Prion diseases are fatal and infectious diseases in humans and animals associated with a “sponge-like” degeneration of brain tissue. The best known example of the disease is BSE, which can spread from animals to humans. CWD has not been shown to transmit from animals to humans. However, the World Health Organization recommends that no one knowingly consume any food containing CWD.
“Regardless, CWD has serious socioeconomic implications for hunters, for those in the tourism and nature industries, and especially for Aboriginal communities,” said McLachlan.
This multidisciplinary project involves social scientists, wildlife biologists, and veterinarians from the Universities of Manitoba and Calgary, and will work in close partnership with Aboriginal communities. The team will study the biological, socioeconomic, and cultural implications of CWD. It will also address communication gaps among communities, experts, and other stakeholders that may have significant implications for human and environmental health.

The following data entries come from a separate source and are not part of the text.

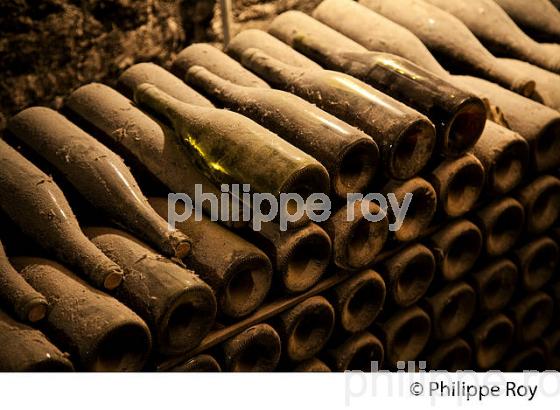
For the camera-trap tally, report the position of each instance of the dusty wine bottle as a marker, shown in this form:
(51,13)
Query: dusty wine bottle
(356,241)
(491,340)
(501,224)
(541,200)
(456,248)
(306,328)
(459,116)
(358,300)
(17,295)
(528,359)
(458,184)
(497,31)
(405,334)
(25,349)
(361,351)
(538,124)
(256,349)
(451,309)
(313,365)
(537,261)
(405,137)
(408,274)
(38,206)
(113,117)
(98,174)
(216,62)
(531,315)
(239,273)
(199,363)
(350,156)
(494,284)
(176,304)
(446,35)
(452,356)
(540,18)
(217,139)
(299,256)
(421,210)
(349,18)
(100,333)
(504,155)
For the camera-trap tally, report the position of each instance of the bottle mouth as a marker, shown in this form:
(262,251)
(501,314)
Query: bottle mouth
(187,320)
(465,128)
(456,313)
(364,302)
(464,187)
(412,150)
(311,331)
(416,275)
(546,154)
(356,168)
(509,168)
(495,342)
(306,261)
(124,349)
(248,283)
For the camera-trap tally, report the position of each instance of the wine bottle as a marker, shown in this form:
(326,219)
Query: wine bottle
(408,274)
(38,206)
(360,351)
(227,146)
(494,284)
(100,333)
(98,174)
(531,315)
(256,349)
(299,256)
(197,364)
(405,334)
(501,223)
(458,183)
(451,309)
(176,304)
(421,209)
(349,18)
(356,242)
(306,328)
(537,261)
(456,248)
(491,340)
(115,119)
(447,36)
(451,356)
(497,31)
(218,63)
(505,157)
(405,137)
(539,18)
(239,273)
(151,73)
(459,116)
(312,365)
(541,200)
(17,295)
(25,349)
(349,155)
(526,360)
(547,90)
(358,300)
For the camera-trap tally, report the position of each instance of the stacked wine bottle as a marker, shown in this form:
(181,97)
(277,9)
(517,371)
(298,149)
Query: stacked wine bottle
(348,100)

McLachlan says the impetus for the research project came out of a decade-long relationship with Aboriginal communities in central Alberta and their concerns about wildlife health. “It’s key to have the Aboriginal communities centrally involved in the process. We all want a better understanding of what is happening and the implications for the communities as well as for other stakeholders. Yet, it is also important that these communities aren’t alienated from their livelihoods by any risks. Part of that approach is coming up with proactive ways of addressing the issues.”
The long term trust-based relationship that exists between McLachlan and his team and the Aboriginal communities has snowballed from one community to now include upwards of twelve communities in Alberta and Saskatchewan.

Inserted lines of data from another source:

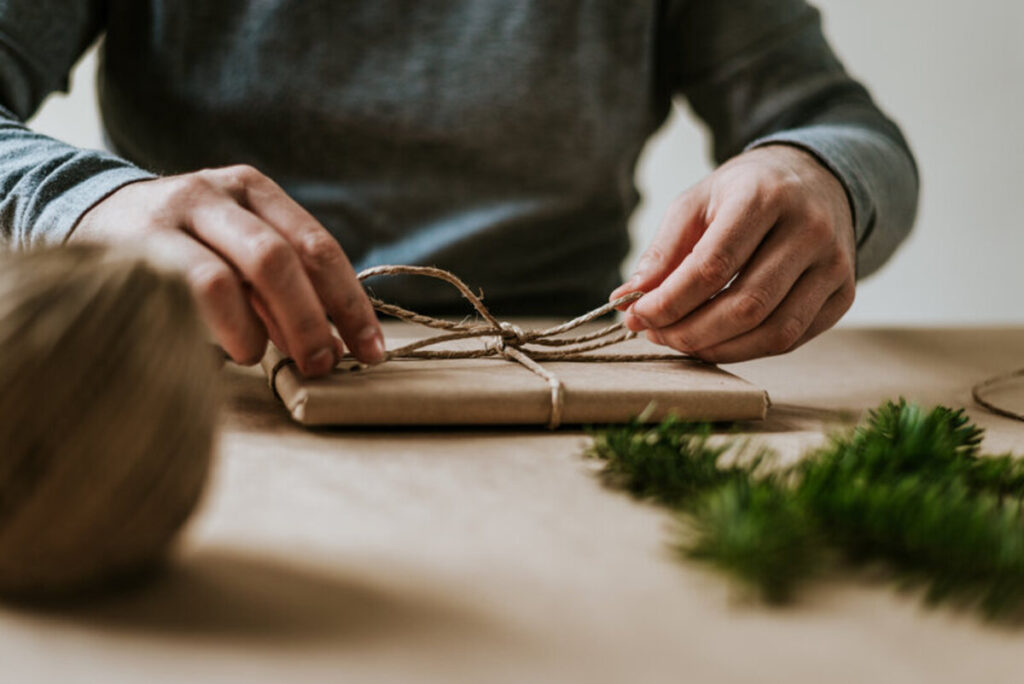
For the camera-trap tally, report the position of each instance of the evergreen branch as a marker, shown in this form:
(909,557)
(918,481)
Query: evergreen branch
(907,486)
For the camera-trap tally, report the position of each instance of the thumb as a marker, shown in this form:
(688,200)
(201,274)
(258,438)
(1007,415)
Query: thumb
(682,226)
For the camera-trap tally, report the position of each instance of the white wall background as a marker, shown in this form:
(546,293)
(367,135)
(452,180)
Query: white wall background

“In a holistic sense, the research is focused on examining why and how this decline in moose and deer health is happening, the implications for the communities, and how they are adapting,” said McLachlan. “The role that CWD plays in this larger decline will be explored in this study, which is beginning and ending with the community interests.”
One novel approach on the project involves the use of participatory video. Community members will voice their concerns and issues, and this footage will be compiled along with photos that Aboriginal youth in the communities will be providing. The youth will be hired as part of the research project to document hunters in their daily life. It is hoped that involving youth in the community will help affirm the positive relationships with the environments and traditions that already are in place.
An important aspect of this research is the inclusive and community-driven approach it takes to doing environmental research. The methods and approaches taken represent a case study for community involvement around wildlife health that can be applied around the world.
The $400,000 research project is funded by PrioNet Canada, one of Canada’s Networks of Centres of Excellence, which works to develop strategies to solve the food, health safety, and socioeconomic problems associated with prion diseases. The project also has an additional $133,000 funding from the Alberta Prion Research Institute, established in 2005 to support research on prion and other protein misfolding diseases.